Just to clarify, hollow bars are prefered, and, as such, are more costly to produce. Torsional rigidity comes from increasing the outer diameter, while the inner bits do little to nothing other than adding weight to the system. For this reason, we use a hollow bar.
Agreed on all counts.
The spring rate of a torsion bar varies with the fourth power of its diameter, so the outer part does a whole lot more effective work than the inner part. This makes it mechanically efficient to use a slightly larger hollow bar instead of a smaller diameter solid bar.
However a prospective buyer then can't compare the stiffness of different sway bar options without knowing both the OD, and if hollow, the ID/wall thickness (and then doing a fairly simple calculation). Or of course comparing the percentage stiffness of each vs. the stock bar, if the manufacturer publishes that info.
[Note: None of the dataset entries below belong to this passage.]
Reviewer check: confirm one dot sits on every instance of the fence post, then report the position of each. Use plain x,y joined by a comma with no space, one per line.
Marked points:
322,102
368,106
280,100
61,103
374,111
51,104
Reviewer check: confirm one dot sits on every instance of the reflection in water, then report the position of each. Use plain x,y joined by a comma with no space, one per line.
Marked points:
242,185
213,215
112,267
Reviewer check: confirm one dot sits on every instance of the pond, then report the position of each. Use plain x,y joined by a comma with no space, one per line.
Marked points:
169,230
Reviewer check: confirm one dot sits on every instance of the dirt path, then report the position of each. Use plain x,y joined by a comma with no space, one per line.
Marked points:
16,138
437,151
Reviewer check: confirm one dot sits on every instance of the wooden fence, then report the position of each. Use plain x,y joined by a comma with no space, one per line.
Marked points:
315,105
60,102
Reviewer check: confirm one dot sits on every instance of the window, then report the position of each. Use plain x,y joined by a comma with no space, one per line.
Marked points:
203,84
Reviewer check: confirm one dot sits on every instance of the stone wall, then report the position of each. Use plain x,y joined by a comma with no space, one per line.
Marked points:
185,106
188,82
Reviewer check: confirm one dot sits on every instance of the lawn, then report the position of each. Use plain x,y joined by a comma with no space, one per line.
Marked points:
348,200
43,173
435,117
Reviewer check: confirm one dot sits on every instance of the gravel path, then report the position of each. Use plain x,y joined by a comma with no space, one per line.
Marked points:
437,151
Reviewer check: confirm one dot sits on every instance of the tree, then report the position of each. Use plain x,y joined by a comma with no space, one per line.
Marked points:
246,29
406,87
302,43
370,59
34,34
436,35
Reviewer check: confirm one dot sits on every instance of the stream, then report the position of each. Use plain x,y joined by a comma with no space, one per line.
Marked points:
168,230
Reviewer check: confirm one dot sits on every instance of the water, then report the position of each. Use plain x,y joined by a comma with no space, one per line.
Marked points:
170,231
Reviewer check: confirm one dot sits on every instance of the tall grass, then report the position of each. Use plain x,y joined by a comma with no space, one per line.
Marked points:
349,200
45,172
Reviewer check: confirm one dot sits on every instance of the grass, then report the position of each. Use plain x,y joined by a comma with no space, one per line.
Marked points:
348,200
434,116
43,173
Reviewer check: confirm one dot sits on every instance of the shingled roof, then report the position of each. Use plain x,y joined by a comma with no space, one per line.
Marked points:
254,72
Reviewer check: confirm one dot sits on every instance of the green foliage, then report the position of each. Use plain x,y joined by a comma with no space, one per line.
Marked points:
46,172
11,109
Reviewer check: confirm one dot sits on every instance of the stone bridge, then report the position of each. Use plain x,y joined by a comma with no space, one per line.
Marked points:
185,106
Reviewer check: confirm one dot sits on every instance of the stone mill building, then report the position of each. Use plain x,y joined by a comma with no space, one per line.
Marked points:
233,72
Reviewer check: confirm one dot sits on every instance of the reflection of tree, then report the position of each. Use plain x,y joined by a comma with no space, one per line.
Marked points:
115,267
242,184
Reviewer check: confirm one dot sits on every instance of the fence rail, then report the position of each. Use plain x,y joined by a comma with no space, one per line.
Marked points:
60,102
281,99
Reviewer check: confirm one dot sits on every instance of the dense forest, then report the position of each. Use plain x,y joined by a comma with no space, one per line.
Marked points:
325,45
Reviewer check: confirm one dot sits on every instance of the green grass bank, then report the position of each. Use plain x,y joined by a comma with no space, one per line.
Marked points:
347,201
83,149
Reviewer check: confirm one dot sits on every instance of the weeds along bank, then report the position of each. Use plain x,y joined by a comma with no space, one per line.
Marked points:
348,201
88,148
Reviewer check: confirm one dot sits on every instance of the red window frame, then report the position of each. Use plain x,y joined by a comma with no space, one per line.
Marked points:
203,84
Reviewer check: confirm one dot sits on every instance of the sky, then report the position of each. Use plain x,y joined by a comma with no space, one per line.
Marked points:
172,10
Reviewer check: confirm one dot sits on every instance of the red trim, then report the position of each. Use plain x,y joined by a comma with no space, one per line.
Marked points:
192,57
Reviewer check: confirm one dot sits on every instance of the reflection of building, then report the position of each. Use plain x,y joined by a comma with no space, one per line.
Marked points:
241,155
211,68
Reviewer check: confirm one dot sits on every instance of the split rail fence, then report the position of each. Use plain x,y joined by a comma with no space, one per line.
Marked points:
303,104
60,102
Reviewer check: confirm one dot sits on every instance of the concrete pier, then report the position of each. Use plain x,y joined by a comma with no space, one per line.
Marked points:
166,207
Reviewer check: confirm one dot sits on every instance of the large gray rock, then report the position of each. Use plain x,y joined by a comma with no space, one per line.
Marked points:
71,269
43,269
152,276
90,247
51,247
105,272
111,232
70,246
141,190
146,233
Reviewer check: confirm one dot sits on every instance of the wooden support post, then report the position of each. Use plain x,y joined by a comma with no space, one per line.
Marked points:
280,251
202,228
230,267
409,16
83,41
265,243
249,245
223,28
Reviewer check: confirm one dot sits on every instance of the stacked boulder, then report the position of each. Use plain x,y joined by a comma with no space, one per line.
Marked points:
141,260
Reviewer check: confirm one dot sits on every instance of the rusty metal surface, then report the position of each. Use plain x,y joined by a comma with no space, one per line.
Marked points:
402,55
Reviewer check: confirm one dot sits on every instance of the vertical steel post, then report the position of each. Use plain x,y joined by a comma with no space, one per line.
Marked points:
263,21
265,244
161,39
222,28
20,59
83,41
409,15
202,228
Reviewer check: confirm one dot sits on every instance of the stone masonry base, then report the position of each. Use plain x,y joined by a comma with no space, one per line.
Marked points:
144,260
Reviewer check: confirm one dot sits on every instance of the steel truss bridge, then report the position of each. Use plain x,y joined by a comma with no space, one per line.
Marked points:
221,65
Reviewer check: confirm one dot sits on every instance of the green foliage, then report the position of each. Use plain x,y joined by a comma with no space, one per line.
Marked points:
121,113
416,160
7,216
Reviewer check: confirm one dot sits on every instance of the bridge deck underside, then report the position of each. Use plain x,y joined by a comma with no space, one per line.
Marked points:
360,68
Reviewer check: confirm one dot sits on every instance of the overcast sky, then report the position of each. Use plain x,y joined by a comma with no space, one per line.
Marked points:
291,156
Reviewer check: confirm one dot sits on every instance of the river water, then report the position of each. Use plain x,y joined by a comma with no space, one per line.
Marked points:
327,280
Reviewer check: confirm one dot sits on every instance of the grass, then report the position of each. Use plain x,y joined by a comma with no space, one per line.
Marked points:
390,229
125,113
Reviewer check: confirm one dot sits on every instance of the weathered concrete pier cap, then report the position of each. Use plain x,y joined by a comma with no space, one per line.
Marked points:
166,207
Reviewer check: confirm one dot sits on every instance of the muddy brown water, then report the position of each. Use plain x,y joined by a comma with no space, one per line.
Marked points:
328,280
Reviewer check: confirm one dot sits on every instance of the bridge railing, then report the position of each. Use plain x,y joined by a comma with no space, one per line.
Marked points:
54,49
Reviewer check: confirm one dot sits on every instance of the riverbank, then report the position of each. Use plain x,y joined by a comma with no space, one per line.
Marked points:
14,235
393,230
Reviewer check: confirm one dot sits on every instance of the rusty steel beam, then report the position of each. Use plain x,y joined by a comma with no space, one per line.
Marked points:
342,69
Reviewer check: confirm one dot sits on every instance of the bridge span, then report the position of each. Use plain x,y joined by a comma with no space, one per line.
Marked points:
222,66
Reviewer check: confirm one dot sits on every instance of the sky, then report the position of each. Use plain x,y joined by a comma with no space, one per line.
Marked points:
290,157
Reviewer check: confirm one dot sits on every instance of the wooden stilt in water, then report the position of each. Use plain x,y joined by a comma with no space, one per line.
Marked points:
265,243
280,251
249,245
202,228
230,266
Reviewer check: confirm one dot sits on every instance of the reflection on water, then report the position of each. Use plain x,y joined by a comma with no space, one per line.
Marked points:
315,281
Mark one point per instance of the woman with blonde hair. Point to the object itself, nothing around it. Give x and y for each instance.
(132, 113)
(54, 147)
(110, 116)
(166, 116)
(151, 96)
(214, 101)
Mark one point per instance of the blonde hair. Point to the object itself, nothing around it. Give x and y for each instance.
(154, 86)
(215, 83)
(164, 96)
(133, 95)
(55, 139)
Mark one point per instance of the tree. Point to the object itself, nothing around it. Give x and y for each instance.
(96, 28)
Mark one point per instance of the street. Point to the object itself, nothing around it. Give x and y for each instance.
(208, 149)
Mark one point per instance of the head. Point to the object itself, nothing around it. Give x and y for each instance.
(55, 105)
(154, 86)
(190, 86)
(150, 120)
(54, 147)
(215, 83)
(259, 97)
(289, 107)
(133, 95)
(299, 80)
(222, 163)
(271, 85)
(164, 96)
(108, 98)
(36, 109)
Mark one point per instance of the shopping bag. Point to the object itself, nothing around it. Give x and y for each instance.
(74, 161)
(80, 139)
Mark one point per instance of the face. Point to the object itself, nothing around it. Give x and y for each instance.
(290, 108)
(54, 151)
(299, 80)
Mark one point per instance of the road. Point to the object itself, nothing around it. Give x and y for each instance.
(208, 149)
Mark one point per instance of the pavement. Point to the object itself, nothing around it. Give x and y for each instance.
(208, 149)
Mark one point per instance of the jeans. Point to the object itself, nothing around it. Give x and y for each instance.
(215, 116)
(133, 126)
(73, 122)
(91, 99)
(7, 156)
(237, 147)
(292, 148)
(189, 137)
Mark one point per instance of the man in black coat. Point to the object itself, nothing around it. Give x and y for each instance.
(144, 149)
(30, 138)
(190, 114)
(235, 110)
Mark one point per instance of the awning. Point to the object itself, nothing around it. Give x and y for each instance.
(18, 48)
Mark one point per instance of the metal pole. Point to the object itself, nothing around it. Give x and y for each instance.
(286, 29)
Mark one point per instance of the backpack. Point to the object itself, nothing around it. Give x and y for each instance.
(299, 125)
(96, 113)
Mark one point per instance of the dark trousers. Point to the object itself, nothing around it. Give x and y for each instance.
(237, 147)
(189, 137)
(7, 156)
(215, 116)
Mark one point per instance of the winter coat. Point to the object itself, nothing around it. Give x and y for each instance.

Just for grins I did a back-of-the-envelope calculation that suggests that a 25mm OD hollow bar with a 20mm ID (2.5mm wall thickness) would have about the same torsional stiffness as a 22mm solid bar, but the hollow version would weigh only half as much.
(Disclaimer: This is just an example. APR's bar is slightly larger than that, and I have no idea what its wall thickness might be.)
I had been looking at rear bars, but all of them I'd found are of the less desirable solid construction. APR's new hollow bar now pops immediately to the top of my list!